Ultimately, commercial litigation is about monetary compensation or economic damages. Even the most qualified and experienced damage experts still need some assistance from attorneys. As the old poem says, “Let me count the ways…”
To ensure that an expert can properly evaluate the economic damages involved in a case, an attorney should provide the expert with all produced documents, depositions, answers to interrogatories, and case filings. The exception is the rare case in which all
agree that commercial damages can be easily identified with few documents.
Damage calculations are not simple compilations of numbers. Damages are a quantitative portrayal of what would have happened in the absence of harm compared with what did happen. Damage assessment includes consideration of revenues, costs, and profits, typically past and future, that cannot be observed because of the harm. Even for the firm operating in the presence of harm, the performance of which can be observed, future performance cannot be observed. Despite these challenging inherent characteristics, every aspect of the expert’s analysis must be supported with evidence and determined as reasonably certain.
Damages must also be linked with the alleged harm. Alternative explanations must be evaluated as possible causes. Deposition testimony can reveal personnel changes, updates to equipment, technological advances in the relevant market, changes in marketing strategy, or other potentially relevant matters. Additionally, industry information sources used by the expert can be verified by corporate representatives as credible industry standards.
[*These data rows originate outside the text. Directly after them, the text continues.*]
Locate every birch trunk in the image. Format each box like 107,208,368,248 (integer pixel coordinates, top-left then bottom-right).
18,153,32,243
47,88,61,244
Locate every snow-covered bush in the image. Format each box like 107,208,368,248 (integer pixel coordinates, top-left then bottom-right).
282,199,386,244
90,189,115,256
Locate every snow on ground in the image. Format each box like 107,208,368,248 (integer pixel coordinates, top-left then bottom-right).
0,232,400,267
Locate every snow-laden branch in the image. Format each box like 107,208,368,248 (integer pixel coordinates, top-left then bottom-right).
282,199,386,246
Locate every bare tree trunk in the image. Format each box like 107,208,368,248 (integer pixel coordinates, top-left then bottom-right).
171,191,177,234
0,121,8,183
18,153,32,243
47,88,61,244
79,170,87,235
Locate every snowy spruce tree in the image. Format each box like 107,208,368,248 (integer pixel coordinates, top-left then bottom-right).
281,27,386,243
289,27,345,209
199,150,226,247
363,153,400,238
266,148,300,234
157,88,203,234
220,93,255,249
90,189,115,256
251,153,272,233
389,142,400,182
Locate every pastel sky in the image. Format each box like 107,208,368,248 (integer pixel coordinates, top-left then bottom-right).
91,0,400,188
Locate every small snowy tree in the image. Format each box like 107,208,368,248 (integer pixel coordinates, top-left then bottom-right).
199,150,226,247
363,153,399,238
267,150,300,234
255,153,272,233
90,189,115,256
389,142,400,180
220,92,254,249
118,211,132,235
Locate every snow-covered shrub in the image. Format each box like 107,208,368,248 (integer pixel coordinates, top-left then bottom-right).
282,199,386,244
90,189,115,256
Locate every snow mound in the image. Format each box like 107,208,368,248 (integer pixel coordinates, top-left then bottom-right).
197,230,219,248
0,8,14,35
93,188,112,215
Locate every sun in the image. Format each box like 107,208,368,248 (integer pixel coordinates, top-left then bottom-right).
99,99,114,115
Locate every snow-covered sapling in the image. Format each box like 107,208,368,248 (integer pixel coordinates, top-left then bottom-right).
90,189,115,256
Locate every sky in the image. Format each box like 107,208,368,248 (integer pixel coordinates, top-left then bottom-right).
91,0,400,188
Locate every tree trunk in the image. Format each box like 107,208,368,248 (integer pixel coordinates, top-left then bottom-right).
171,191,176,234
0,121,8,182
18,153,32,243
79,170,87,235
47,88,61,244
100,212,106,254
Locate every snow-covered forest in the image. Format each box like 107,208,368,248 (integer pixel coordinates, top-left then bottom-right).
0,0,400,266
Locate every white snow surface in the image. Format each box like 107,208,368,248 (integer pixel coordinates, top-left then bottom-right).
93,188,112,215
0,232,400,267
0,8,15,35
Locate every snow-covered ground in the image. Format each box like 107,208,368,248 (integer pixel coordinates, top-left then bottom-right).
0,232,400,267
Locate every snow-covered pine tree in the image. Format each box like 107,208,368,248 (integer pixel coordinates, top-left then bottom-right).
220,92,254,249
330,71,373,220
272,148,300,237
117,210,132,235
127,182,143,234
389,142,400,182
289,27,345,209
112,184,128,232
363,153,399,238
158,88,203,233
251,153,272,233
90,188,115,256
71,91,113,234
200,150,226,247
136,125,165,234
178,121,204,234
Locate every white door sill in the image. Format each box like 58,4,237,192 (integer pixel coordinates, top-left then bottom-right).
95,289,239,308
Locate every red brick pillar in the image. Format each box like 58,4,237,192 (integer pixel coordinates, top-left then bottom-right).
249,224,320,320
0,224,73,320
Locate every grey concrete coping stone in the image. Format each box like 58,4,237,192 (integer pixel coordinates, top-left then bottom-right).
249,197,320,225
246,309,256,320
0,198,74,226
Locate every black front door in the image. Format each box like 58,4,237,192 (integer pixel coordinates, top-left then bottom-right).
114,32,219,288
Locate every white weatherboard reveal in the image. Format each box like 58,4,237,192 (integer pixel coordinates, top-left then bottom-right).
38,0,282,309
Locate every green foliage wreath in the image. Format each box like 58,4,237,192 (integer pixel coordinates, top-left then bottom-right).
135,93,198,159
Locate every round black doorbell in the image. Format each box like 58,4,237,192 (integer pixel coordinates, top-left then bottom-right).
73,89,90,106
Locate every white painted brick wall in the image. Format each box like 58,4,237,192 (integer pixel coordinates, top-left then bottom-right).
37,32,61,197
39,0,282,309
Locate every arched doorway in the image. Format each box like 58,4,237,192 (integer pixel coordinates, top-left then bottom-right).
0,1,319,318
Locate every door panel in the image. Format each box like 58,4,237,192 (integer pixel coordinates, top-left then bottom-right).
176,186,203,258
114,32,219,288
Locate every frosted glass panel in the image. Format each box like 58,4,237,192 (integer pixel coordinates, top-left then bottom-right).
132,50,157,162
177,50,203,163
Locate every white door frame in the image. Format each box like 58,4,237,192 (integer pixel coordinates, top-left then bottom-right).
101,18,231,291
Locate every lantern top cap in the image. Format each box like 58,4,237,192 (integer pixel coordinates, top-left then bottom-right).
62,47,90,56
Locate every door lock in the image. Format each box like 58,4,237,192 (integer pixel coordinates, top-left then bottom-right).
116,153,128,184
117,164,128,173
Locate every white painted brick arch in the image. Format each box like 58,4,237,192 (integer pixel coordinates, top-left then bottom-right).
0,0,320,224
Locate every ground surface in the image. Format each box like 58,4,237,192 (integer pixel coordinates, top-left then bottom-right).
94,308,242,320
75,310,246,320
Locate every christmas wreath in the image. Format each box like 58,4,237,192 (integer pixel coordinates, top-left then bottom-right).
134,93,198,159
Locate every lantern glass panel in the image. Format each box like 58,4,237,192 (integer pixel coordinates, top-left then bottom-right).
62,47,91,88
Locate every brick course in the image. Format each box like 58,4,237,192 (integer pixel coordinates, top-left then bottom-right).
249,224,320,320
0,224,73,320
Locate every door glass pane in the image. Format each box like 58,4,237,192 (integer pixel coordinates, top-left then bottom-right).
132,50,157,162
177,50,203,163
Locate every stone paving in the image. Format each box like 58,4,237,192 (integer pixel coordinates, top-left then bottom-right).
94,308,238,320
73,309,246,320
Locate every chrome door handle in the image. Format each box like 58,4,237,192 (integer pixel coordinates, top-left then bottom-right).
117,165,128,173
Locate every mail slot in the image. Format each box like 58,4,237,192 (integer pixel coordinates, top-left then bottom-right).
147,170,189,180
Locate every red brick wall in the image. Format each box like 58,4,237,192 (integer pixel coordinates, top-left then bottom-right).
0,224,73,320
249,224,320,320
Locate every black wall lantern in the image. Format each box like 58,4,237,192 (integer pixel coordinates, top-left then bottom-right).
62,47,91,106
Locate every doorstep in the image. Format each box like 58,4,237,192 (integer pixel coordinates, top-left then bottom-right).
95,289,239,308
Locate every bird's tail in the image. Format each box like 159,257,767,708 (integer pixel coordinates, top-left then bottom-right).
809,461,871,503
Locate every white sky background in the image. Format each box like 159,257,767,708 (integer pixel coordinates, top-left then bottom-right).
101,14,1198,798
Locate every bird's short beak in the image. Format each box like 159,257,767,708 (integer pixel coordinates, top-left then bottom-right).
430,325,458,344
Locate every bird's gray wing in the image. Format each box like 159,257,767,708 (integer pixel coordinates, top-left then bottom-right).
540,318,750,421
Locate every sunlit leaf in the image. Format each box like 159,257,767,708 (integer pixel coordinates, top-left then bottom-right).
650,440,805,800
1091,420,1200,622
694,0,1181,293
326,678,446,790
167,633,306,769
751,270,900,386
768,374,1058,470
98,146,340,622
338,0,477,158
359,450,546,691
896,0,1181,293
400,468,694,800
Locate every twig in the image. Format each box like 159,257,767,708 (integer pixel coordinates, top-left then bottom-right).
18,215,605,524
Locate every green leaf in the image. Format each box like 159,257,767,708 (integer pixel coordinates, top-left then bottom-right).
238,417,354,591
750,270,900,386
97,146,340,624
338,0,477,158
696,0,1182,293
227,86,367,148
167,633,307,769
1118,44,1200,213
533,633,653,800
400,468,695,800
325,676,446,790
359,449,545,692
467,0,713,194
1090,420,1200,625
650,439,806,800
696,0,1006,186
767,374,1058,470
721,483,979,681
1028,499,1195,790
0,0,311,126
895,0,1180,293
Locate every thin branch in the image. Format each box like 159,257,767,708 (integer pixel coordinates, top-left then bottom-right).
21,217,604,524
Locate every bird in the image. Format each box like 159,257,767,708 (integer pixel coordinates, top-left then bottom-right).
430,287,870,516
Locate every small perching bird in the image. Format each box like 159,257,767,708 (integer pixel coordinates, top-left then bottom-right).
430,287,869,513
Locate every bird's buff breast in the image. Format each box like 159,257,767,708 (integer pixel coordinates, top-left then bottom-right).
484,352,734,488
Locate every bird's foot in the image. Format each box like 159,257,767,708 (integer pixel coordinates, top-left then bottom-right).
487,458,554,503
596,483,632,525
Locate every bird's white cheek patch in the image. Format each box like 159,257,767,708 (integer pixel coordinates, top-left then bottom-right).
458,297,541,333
With global document access there are fewer surprises. In the cases in which I have heard that expert opinions have been fundamentally altered on the spot, the experts were shown crucial information to which all had access except the expert. I have read about experts who walked out of their deposition
on being shown such information. Just as the attorney needs to know the facts of the case, so does the expert.
When experts are allowed to provide deposition questions, the deposed can verify key aspects of the damage analysis. In one antitrust case, the CEO of a hospital substantiated that the market he served was consistent with my characterization of the market rather than what the expert hired by his attorney was indicating. Attorney clients are usually unaware of the particulars of expert battles.
Deposition questions can solicit meanings of key data and changes in the data over time, what strategic analyses of the market might have been prepared within the firm, or other matters relevant to the situation at hand.
A difficult situation for an expert is to be hired or asked to begin work near the close of discovery. It is often more difficult and expensive to conduct a damage analysis with incomplete information that could have been remedied with earlier expert involvement, and the product may be less helpful than it could have been.
Knowing the Expert’s Work
It is common in litigation for staff attorneys to prepare much of the case and for trial to be conducted by more senior staff or staff from partnering firms. From my perspective, it is imperative for a trial attorney who has not worked with the expert to take the time to know the expert’s work.
In one large successful case, the trial attorney worked extensively with me to learn my analysis and the best way to present it to a jury. In another large case, the new trial attorney took my testimony at the last minute but did not study my work. He considered me an avenue for getting certain documents into the case. While this is a legitimate strategy, the heart of my work was never solicited, and it hurt the case. In another occasion, an appellate court stated what should have been considered in trial, and it was exactly what was in my damage analysis that never saw the light of day in trial testimony.
The typical judge will not allow an expert to lecture. An expert must answer questions. The trial attorney can better know the right questions if he or she understands the expert’s work. A successful preparation will lead to a successful presentation and benefit all.
Liability is important to establish. So are economic damages. Early cooperation and communication between an expert and the attorneys goes a long way toward a successful conclusion.
What do you think are the best ways to incorporate damages experts into a case?